Le principal rival de Le Pen, l’écrivain et personnalité médiatique Éric Zemmour, dont le parti Reconquête a débordé Le Pen sur la droite, a couronné une semaine d’activisme et de tweets fébriles sur le meurtre avec une manifestation intitulée #ManifPourLola (« Manifestation pour Lola ») en Paris jeudi soir. Parmi les manifestants figuraient « les monarchistes de l’Action française, les jeunes cagoulés et masqués des zouaves violents et le groupe chrétien fondamentaliste Civitas », selon Le Monde. Avant que de fortes pluies et des éclairs n’interrompent le rassemblement, ils ont entonné une interprétation de l’hymne national français tandis que « les cris de ‘Remigration !’ « Mort aux pédophiles ! » et ‘C’est notre maison!’ résonna brièvement, un rappel des affiliations politiques des manifestants.

Les parents de Lola ont demandé que la tragédie ne soit pas transformée en arme politique. Néanmoins, Zemmour, Le Pen et leurs sympathisants ont insisté sur le fait que c’est par respect pour la jeune fille assassinée et sa famille qu’ils refusent de laisser les médias et l’administration Macron échapper à la responsabilité de la crise de l’immigration clandestine.

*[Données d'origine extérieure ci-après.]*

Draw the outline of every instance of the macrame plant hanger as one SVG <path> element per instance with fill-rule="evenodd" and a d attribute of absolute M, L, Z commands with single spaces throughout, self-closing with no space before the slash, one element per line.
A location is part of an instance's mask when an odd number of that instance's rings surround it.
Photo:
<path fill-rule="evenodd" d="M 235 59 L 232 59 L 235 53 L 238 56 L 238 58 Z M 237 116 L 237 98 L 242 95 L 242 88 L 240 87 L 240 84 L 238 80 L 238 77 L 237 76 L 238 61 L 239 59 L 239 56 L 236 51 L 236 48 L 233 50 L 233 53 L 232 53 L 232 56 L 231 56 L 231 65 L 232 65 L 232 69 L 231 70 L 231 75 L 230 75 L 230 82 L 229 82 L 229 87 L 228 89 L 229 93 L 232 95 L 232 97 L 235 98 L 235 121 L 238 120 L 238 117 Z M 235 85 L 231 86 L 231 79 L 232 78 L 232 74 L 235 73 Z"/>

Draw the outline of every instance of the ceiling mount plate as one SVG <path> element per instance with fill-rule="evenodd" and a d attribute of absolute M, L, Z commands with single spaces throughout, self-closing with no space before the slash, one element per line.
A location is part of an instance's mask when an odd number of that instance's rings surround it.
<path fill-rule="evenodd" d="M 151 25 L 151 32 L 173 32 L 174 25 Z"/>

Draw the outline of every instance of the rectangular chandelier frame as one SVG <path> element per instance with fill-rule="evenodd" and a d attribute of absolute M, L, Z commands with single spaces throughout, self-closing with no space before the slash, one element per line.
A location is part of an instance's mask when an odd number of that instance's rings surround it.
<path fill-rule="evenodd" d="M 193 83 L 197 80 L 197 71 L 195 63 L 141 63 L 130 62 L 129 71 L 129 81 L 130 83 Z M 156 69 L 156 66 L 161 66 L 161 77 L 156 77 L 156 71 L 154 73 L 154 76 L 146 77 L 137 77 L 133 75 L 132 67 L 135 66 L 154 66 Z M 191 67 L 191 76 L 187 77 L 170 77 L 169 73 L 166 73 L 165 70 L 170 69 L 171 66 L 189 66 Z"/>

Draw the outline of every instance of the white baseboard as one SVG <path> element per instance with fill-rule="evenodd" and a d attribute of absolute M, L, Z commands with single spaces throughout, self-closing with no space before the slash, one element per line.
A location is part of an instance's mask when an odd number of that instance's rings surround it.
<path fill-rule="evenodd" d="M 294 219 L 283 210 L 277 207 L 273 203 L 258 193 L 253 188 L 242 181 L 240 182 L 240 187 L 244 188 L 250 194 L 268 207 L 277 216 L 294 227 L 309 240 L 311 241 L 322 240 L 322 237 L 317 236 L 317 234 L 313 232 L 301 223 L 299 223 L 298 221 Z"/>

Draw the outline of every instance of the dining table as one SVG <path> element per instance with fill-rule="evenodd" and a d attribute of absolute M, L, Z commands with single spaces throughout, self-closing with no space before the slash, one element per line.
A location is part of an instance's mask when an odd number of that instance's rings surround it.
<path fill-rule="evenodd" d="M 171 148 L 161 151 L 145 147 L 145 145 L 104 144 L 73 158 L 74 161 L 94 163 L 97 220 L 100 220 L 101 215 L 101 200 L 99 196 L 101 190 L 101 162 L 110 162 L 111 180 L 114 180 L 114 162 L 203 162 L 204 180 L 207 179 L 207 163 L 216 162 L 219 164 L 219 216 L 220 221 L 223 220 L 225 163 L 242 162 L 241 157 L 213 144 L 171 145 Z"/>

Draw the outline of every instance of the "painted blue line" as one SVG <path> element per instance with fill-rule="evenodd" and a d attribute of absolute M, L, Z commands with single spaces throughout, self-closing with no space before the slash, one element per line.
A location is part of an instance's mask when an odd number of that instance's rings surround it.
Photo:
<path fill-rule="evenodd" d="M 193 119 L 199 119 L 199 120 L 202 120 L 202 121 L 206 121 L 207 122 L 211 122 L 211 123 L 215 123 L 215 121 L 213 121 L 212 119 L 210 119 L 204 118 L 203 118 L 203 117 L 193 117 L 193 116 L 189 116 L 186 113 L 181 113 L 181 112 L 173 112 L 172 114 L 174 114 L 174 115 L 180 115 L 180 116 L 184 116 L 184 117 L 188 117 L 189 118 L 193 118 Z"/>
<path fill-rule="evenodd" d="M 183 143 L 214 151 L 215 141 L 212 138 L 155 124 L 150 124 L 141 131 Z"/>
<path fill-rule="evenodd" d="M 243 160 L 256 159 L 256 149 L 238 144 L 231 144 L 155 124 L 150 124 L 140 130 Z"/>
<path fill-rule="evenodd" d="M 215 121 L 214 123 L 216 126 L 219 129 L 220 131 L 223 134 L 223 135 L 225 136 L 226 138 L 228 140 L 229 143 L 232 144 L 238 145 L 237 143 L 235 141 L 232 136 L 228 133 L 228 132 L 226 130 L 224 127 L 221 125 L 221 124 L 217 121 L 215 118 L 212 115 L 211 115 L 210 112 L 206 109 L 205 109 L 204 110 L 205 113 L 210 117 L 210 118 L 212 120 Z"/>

Et dans une certaine mesure, ils ont un point qui demande à être pris au sérieux. « Plus de 62 000 personnes identifiées par les autorités comme étant en France illégalement ont été sommées de quitter le territoire au premier semestre 2021 », Le New York Times signalé. « Mais moins de 6% d’entre eux l’ont fait, et depuis l’élection de M. Macron en 2017, ce chiffre n’a jamais été supérieur à 15%. »

Un pays doit être en mesure de faire respecter l’intégrité de ses propres frontières, et la France ne parvient pas à expulser un nombre suffisant de migrants sans papiers qui entrent illégalement ou, comme Dahbia B., dépassent la durée de leur visa. Affirmer ce fait ne devrait pas être plus controversé que d’insister sur le fait qu’un particulier ne peut jamais prouver un universel : les immigrés, quel que soit leur statut, sont un groupe moralement aussi varié que n’importe quel autre.

Là où le discours est devenu sinistre, c’est dans l’instigation raciale pas du tout subtile. Ces dernières années, le terme fémicide a été popularisé par des campagnes de graffitis pour sensibiliser à la réalité quotidienne de la violence sexiste qui fait rarement la une des journaux. En septembre dernier, Zemmour a forgé un néologisme dérivé : « Le passage à tabac, le viol, le meurtre, l’agression au couteau d’un Français ou d’une Française par un émigré, ce n’est pas un fait divers », a-t-il déclaré à une foule lors de son l’université d’été du parti dans les Alpes-de-Haute-Provence. « Pas plus un fait divers que le meurtre d’une femme par son mari. C’est un fait politique que j’appellerai maintenant « francocide ».

Depuis la mort de Lola il y a une semaine, ce terme ethno a gagné en popularité, en particulier sur les réseaux sociaux, où il est devenu un hashtag populaire, alimenté par l’hypothèse sous-jacente selon laquelle n’importe quel l’agression ou le crime perpétré par un migrant non français contre un Français est intrinsèquement raciste et racialement prédateur. Non énoncée mais clairement voulue est la compréhension correspondante de la francité comme synonyme de blancheur et l’étrangeté comme équivalent à non-blancheur. Comme l’écrivain Raphaël Enthoven a répondu à Zemmour sur Twitter, « La lutte contre les ‘francocides’ serait probablement moins vive si la victime était un musulman français noir et le coupable un catholique polonais blanc. » Bien qu’il soit impossible de prouver un contrefactuel, il est certainement difficile d’imaginer les nationalistes saisissant leurs parapluies et se massant sous la pluie battante pour protester contre cette dernière situation.

Qu’est-ce que le meurtre abyssal d’un enfant de 12 ans – selon toutes les indications aux mains d’une personne gravement troublée– a donc révélé à quel point le recours à des marqueurs identitaires abstraits et à un identitarisme grossier obscurcit au lieu d’éclairer des réalités humaines complexes.